I just thought it was interesting because I haven't personally seen many realtime demos of genetic algorithms, especially ones that run in the browser, though I don't doubt that they've been kicking around for years.
Can someone please explain what the graph is? I can't quite figure it out. I'm assuming that the green is total distance traveled... but I can't figure out what the black one means.
For each iteration there are 20 individuals. Each gets a score according to how far they get. The horizontal line is the generation. The black line shows the best in each generation, and green line shows the average over the 20 individuals in that generation.
The black line is always above the green, but sometimes crashes way down. The green line doesn't change dramatically, and generally climbs.
I think the green line is average fitness of all iterations and the black line is a logarithmic index of each generation's maximum fitness to the optimal achieved (both relative to time). So the black line pretty quickly gets bounded by an asymptote at the top of the screen, because the improvements in fitness are far more significant early on. Basically an example of diminishing returns...
There is a great discussion of this (and a further mapping of fitness functions and evolutionary algorithms to a 2-dimensional "fitness landscape") in The Origin of Wealth by Eric Beinhocker - http://www.amazon.com/Origin-Wealth-Evolution-Complexity-Eco...
Absolutely phenomenal exploration of complexity economics.
Just checked the source -- farting around with it a bit to try and raise the timeout period among other things.
Nope it's a lot simpler than that as said above. Basically the x axis is generation, y axis is distance. The black line is the max and the green line is the average.
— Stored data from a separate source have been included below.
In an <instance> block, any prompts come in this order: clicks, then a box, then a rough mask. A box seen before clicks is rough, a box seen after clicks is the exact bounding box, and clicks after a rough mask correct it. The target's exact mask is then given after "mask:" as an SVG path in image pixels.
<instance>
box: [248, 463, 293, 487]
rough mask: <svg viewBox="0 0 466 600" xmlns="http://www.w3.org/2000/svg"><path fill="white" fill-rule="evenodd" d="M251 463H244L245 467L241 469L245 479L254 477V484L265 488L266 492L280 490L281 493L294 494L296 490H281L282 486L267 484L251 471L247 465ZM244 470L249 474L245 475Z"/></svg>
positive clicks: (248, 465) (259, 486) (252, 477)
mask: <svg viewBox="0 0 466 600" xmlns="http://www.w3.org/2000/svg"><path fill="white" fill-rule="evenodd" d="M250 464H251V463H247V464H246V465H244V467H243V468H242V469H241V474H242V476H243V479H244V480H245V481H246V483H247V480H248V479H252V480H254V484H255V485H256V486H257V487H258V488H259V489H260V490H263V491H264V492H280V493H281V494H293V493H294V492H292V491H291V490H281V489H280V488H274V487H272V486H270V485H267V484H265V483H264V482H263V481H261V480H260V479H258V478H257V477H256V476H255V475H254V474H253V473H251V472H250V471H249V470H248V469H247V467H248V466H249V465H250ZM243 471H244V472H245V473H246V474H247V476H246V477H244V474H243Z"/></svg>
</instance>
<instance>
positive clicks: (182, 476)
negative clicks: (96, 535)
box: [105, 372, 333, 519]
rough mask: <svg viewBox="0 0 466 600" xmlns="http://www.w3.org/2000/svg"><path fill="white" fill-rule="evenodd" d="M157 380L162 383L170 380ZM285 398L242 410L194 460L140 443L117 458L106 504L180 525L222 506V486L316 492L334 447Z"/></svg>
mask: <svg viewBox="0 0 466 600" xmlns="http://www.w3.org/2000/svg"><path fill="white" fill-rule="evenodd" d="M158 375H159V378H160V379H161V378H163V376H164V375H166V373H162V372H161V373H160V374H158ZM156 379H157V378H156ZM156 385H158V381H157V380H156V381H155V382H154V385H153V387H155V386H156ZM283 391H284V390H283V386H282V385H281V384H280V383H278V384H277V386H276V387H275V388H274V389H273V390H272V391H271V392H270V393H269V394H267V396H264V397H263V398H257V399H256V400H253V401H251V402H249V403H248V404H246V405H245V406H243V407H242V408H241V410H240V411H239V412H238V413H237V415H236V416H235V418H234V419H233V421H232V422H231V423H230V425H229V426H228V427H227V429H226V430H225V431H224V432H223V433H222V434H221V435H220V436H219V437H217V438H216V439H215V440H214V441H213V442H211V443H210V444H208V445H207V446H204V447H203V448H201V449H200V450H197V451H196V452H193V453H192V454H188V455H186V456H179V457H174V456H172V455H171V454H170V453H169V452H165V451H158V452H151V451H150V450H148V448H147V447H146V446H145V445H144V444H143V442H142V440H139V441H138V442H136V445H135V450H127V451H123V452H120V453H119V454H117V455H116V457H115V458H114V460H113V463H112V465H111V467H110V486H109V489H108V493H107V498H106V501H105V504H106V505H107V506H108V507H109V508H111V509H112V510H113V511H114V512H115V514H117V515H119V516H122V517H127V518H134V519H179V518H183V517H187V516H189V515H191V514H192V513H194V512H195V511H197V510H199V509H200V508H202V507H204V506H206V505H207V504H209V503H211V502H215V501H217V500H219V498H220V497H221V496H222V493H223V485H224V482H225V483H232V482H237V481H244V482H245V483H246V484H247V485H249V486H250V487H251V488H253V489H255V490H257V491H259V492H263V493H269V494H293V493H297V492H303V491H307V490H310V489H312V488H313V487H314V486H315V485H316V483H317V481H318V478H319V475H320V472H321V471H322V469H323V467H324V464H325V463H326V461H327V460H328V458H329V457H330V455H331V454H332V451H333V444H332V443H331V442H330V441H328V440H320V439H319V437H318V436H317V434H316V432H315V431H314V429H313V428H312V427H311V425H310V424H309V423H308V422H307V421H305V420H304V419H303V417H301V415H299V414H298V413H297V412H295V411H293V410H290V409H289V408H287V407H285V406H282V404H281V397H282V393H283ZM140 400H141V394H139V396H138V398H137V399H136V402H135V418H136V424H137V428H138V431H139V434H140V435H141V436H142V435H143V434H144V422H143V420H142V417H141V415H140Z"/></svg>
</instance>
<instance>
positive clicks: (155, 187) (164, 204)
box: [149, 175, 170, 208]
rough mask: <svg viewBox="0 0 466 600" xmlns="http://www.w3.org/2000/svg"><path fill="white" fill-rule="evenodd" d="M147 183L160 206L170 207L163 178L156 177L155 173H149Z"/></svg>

In a lot of cases, "GA" just seems to be a fancy name for randomized search. Even when it does use elements from the evolutionary metaphor (crossover operators, etc.), you can often get equivalent results with a non-GA randomized-optimization method.
The interesting part here IMO is how to pose the problem as an optimization problem, and what representation they used for the candidate solutions. The details of how you optimize once you have those two things aren't as exciting, and on a lot of problems don't matter that much, so it's a bit of a shame that they always get emphasized (admittedly, the "genetic" and "evolutionary" metaphors make for nice PR, whereas a lot of randomized-optimization algorithms are really boring sounding).